Google NGram provides a quick way to track word usage in books over the decades. Figure fig-ngram shows the NGram for three statistical words: coefficient, correlation, and regression.
The use of “correlation” started in the mid to late 1800s, reached an early peak in the 1930s, then peaked again around 1980. “Correlation” is tracked closely by “coefficient.” This parallel track might seem evident to historians of statistics; the quantitative measure called the “correlation coefficient” was introduced by Francis Galton in 1888 and quickly became a staple of statistics textbooks.
In contrast to mainstream statistics textbooks, “correlation” barely appears in these lessons (until this chapter). There is a good reason for this. Although the correlation coefficient measures the “strength” of the relationship between two variables, it is a special case of a more general and powerful method that appears throughout these Lessons: regression modeling.

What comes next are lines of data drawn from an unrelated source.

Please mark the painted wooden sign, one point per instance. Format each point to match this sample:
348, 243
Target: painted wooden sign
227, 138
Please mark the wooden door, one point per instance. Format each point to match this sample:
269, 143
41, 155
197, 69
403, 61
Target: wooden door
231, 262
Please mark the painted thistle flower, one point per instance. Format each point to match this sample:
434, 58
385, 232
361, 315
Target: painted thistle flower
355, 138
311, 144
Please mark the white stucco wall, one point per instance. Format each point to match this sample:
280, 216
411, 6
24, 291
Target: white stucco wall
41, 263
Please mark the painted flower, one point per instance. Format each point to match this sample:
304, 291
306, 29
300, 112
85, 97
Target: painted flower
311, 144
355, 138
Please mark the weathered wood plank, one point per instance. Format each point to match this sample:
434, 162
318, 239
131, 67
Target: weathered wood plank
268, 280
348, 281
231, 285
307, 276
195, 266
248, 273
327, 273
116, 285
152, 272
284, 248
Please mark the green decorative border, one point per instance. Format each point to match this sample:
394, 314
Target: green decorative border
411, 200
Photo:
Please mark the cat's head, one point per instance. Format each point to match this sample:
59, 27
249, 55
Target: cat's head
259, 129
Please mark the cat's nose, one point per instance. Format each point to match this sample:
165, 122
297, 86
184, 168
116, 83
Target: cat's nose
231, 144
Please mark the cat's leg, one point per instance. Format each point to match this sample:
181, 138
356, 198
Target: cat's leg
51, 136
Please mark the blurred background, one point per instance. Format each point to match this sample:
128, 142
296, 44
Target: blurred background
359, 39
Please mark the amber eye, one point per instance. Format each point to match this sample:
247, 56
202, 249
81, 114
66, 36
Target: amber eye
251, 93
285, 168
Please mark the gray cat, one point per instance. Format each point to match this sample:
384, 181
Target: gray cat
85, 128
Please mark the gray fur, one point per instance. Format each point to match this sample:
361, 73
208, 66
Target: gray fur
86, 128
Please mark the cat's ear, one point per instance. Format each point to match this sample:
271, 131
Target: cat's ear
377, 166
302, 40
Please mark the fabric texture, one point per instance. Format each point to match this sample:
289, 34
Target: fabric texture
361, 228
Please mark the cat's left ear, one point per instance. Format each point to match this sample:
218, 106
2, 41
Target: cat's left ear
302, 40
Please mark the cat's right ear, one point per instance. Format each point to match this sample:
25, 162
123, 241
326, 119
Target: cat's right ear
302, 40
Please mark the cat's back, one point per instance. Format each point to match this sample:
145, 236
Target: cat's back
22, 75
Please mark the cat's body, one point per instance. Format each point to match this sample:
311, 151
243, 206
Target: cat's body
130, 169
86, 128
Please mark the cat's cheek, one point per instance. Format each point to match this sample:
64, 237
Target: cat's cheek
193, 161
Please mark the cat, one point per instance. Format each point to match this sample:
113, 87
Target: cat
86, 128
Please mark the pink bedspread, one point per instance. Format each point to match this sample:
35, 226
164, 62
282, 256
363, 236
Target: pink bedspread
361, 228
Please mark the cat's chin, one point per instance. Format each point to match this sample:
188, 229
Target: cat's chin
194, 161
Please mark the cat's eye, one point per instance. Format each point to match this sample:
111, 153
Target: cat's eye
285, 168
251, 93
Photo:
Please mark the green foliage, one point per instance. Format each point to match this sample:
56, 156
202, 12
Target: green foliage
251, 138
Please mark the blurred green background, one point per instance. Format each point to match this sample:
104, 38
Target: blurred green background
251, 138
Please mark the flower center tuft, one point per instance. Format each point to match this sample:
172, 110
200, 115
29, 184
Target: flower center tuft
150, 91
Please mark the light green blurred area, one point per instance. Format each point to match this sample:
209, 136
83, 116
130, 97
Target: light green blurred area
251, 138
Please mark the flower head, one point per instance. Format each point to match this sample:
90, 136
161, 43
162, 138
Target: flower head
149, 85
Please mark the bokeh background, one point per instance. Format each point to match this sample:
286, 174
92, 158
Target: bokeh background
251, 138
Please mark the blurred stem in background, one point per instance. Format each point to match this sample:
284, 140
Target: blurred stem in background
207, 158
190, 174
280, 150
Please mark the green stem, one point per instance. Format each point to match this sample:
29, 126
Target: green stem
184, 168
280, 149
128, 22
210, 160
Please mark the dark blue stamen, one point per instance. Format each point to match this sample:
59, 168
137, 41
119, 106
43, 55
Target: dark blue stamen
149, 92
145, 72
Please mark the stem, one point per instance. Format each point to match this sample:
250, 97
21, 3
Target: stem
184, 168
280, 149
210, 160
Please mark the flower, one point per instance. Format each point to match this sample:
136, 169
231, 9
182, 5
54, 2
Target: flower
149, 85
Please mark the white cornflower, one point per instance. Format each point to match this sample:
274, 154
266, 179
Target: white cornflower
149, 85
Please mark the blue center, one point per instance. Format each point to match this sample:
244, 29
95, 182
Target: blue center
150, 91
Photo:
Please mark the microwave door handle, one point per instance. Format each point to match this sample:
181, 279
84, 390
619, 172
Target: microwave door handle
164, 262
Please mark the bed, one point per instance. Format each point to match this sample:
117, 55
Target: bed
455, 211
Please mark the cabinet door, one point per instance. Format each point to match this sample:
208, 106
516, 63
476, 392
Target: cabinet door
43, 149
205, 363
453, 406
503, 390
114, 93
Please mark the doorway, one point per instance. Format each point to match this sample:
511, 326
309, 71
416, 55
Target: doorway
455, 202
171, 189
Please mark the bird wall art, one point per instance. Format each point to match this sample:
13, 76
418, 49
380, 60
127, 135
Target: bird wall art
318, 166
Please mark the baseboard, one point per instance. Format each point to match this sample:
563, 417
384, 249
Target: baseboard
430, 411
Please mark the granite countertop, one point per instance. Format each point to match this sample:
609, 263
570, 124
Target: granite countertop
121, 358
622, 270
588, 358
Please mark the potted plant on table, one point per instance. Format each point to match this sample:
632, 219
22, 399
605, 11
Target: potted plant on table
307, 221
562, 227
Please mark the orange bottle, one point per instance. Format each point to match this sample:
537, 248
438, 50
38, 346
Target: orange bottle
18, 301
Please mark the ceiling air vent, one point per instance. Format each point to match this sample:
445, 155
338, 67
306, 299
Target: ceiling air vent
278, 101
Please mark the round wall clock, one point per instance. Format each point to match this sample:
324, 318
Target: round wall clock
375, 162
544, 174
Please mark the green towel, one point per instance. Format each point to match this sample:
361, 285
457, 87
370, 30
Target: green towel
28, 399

Figure fig-ngram shows that “regression” got a later start than correlation. That is likely because it took 30-40 years before it was appreciated that correlation could be generalized. Furthermore, regression is more mathematically complicated than correlation, so practical use of regression relied on computing, and computers started to become available only around 1950.
Correlation
A dictionary is a starting point for understanding the use of a word. Here are four definitions of “correlation” from general-purpose dictionaries.
“A relation existing between phenomena or things or between mathematical or statistical variables which tend to vary, be associated, or occur together in a way not expected on the basis of chance alone” Source: Merriam-Webster Dictionary
“A connection between two things in which one thing changes as the other does” Source: Oxford Learner’s Dictionary
“A connection or relationship between two or more things that is not caused by chance. A positive correlation means that two things are likely to exist together; a negative correlation means that they are not.” Source: Macmillan dictionary
“A mutual relationship or connection between two or more things,” “interdependence of variable quantities.” Source: [Oxford Languages]
All four definitions use “connection” or “relation/relationship.” That is at the core of “correlation.” Indeed, “relation” is part of the word “correlation.” One of the definitions uses “causes” explicitly, and the everyday meaning of “connection” and “relation” tend to point in this direction. The phrase “one thing changes as the other does” is close to the idea of causality, as is “interdependence.:
Three of the definitions use the words “vary,” “variable,” or “changes.” The emphasis on variation also appears directly in a close statistical synonym for correlation: “covariance.”
Two of the definitions refer to “chance,” that correlation “is not caused by chance,” or “not expected on the basis of chance alone.” These phrases suggest to a general reader that correlation, since not based on chance, must be a matter of fate: pre-determination and the action of causal mechanisms.
We can put the above definitions in the context of four major themes of these Lessons:
- Quantitative description of relationships
- Variation
- Sampling variation
- Causality
Correlation is about relationships; the “correlation coefficient” is a way to describe a straight-line relationship quantitatively. The correlation coefficient addresses the tandem variation of quantities, or, more simply stated, how “one thing changes as the other does.”
To a statistical thinker, the concern about “chance” in the definitions is not about fate but reliability. Sampling variation can lead to the appearance of a pattern in some samples of a process that is not seen in other samples of that same process. Reliability means that the pattern will appear in a large majority of samples.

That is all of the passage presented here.